Farmers Adjusting to U.S. Department of Agriculture Forecasts

As farms across the US prepare for the warm weather ahead, there is a sense of uncertainty among farmers. This uncertainty can be attributed to the U.S. Department of Agriculture forecasts that net farm income will drop about 9 percent this year, according to an article from The Daily Nonpareil. Author Barbara Soderlin explores the mindset of American farmers despite the bleak forecast.

Many farmers are actually expecting to lose money farming this year. Soderlin’s article contains excerpts from Iowa State University economist Chad Hart. Hart explains that “demand for agricultural products- grain, the livestock that eats the grain and the fuel made from it – is high in the United States and abroad, but huge supplies are keeping prices low”.

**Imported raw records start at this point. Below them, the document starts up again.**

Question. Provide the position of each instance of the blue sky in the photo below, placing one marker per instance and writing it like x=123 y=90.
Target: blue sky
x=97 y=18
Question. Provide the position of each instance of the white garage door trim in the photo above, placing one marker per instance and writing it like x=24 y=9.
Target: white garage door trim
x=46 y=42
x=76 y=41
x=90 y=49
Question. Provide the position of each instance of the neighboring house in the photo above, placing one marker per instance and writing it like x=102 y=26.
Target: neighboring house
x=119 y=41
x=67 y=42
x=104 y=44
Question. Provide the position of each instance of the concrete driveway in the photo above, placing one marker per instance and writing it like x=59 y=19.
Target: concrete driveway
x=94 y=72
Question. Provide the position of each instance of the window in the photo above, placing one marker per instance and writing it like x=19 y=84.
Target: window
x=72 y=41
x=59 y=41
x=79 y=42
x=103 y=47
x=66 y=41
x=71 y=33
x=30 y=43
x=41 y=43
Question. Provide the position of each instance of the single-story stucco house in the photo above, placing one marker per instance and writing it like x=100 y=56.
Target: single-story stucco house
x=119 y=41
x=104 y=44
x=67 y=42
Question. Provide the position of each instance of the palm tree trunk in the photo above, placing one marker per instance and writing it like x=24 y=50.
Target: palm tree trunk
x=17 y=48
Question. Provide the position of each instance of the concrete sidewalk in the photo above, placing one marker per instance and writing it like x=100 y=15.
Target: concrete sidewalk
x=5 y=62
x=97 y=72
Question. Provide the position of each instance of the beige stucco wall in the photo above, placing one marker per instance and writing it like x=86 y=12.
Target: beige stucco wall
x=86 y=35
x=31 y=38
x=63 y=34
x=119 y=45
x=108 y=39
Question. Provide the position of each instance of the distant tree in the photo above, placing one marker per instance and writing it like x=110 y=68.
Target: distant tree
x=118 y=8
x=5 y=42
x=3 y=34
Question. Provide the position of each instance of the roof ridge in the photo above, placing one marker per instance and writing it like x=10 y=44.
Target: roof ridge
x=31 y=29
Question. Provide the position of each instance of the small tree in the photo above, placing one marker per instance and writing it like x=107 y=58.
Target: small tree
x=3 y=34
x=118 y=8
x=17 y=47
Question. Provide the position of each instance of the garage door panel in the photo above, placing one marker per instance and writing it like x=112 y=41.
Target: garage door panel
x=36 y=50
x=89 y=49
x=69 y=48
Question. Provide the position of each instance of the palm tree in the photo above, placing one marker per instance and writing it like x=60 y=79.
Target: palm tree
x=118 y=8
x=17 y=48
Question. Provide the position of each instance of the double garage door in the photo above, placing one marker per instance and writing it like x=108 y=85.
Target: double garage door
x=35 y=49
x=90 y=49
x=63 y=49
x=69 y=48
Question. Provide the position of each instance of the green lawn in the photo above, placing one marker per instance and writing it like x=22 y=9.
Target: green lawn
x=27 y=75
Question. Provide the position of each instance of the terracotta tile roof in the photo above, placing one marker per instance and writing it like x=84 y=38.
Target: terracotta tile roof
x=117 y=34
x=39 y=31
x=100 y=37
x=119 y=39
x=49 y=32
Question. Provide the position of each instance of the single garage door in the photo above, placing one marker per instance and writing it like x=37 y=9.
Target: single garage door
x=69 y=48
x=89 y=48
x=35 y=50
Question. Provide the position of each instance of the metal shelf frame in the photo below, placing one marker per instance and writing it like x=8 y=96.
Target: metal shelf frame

In this article, Soderlin addresses:

  • The projected farm income and median income for farm families
  • The prices farmers need to break even, and why we are below those levels
  • Why farmers should sell when the market hits a profitable price
  • Strategic moves farmers are taking this year

As farmers brace for the economic impact for the upcoming farm year, University of Nebraska-Lincoln economist Cory Walters explains why farms “need working capital, a rainy-day fund”. Walters explains that “you can’t cut fertilizer if your soil sample says you need fertilizer…but if you’re thinking of buying a newer tractor? You might ask the question of ‘Can I survive with one that’s a few years older?’ “. Soderlin’s article does a nice job of reporting on what US farmers are going through.